Another example: Mike Hurley, who runs several businesses in Belfast including the Colonial Theater, a movie house, once told me he’d seriously considered opening a multiplex at a shopping center just outside town. Before getting too far, he looked at a map, drew a ten-mile circle around the shopping center, and added up the population within it. Not nearly enough people, so he dropped the idea.

One more story unfolded several years ago at the Maine Fishermen’s Forum. The Department of Marine Resources was proposing an increase in the size of the trap vent through which undersized lobsters could escape. At the session devoted to the proposal, the expected gripes were made—you’re taking money out of my pocket, you have no idea how the fishery works, etc.

Then Dave Cousens, president of the Maine Lobstermen’s Association and a long-time fisherman from South Thomaston, rose from the back of the room. He said he’d changed out the vents in a third of his traps to the larger size, kept track of the catch, and found that the traps with the larger vents actually fished better, catching more keepers. As only Cousens could do and get away with, he turned to his fellow fishermen and chastised them, saying they should have done the same. Several heads were lowered, and sheepish looks prevailed.

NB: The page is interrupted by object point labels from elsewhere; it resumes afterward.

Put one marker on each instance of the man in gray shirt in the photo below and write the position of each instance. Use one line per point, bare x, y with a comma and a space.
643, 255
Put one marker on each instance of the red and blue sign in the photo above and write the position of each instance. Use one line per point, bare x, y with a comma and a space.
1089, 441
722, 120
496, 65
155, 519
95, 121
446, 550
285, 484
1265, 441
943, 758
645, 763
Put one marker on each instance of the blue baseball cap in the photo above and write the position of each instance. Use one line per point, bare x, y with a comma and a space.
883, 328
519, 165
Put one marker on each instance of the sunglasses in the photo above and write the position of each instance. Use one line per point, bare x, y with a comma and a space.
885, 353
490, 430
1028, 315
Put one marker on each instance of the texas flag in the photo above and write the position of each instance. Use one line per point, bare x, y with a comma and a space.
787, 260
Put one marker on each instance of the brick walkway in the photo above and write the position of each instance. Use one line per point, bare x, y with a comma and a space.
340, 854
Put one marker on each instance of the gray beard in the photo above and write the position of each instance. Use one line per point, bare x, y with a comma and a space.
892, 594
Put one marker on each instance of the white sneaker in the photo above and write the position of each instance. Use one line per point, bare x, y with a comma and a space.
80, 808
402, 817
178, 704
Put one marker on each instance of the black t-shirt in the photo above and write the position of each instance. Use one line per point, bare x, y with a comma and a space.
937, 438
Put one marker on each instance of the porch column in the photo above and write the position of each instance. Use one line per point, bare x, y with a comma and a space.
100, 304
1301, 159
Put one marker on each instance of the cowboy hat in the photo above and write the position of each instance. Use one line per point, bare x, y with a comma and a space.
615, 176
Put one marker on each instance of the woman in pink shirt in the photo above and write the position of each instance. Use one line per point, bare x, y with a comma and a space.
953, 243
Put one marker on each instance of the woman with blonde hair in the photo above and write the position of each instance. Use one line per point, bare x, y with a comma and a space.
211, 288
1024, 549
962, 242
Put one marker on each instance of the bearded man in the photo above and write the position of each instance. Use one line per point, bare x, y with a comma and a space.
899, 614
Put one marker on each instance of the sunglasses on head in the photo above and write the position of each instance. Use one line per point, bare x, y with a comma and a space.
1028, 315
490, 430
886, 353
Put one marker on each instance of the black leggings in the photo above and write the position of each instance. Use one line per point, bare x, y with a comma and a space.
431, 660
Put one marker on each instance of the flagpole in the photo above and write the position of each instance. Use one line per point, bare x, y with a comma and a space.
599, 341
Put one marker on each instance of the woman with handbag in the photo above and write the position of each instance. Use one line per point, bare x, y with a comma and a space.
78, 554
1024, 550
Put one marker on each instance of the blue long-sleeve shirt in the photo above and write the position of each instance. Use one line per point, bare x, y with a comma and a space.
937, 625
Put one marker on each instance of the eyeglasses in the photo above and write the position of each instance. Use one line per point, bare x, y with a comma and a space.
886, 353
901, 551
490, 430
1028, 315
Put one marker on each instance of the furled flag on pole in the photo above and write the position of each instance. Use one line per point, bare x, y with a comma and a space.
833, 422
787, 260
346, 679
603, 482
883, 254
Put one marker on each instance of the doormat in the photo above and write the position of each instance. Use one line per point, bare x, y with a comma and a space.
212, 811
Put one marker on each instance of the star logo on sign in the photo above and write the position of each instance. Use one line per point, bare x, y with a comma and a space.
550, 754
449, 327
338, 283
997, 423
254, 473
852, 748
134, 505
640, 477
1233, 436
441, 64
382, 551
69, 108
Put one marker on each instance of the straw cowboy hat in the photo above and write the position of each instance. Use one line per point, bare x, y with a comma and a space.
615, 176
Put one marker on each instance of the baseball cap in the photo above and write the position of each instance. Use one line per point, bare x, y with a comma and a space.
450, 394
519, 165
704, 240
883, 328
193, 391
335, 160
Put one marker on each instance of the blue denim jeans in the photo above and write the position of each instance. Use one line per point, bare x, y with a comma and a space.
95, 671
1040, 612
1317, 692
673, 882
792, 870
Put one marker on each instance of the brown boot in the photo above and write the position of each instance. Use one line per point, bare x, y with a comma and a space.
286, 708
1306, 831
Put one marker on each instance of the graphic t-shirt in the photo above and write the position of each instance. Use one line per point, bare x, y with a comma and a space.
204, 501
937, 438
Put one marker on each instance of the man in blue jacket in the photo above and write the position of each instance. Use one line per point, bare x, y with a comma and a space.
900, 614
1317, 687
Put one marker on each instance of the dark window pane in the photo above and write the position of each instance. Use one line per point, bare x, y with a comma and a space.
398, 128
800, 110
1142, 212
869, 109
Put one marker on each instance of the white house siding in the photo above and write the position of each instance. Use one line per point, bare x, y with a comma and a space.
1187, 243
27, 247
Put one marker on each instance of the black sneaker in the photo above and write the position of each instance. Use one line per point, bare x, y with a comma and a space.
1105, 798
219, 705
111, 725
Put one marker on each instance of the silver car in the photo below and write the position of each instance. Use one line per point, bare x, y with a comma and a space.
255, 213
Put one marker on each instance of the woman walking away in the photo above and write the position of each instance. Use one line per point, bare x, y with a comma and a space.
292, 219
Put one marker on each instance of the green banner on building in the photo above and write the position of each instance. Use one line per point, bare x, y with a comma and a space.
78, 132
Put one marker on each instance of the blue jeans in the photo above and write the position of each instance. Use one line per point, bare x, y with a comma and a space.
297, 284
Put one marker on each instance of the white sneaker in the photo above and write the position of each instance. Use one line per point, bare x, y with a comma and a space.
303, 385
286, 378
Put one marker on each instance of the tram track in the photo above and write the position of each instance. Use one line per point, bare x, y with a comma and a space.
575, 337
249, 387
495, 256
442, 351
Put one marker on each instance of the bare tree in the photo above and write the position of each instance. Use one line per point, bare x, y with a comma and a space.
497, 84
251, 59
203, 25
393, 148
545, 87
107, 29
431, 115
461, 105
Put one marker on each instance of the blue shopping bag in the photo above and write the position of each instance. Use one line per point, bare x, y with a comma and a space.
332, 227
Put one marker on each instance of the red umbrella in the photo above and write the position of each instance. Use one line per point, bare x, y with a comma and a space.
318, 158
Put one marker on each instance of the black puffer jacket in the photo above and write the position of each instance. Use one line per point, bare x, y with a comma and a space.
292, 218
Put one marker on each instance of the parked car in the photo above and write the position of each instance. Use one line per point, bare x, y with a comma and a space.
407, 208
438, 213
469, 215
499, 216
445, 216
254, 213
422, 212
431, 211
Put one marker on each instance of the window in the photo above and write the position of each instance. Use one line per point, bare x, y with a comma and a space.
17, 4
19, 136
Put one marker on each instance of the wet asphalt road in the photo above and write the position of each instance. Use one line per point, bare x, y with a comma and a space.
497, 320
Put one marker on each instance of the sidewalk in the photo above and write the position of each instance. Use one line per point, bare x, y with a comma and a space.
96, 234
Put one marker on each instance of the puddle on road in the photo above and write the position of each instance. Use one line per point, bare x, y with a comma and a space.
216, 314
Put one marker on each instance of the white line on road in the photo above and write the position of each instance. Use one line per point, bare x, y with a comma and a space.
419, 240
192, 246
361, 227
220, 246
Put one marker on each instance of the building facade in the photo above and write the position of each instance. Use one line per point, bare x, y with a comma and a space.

The last bit of business wisdom is to get help. Which is exactly what the island woman was doing at that lunch. Join the Chamber, sign-up for webinars, talk to those in the know, find a mentor, avail yourself of the assistance nonprofits offer. There are no shortcuts, of course, but relying on math rather than your gut and accepting help are two steps forward.

Tom Groening is editor of The Working Waterfront and Island Journal.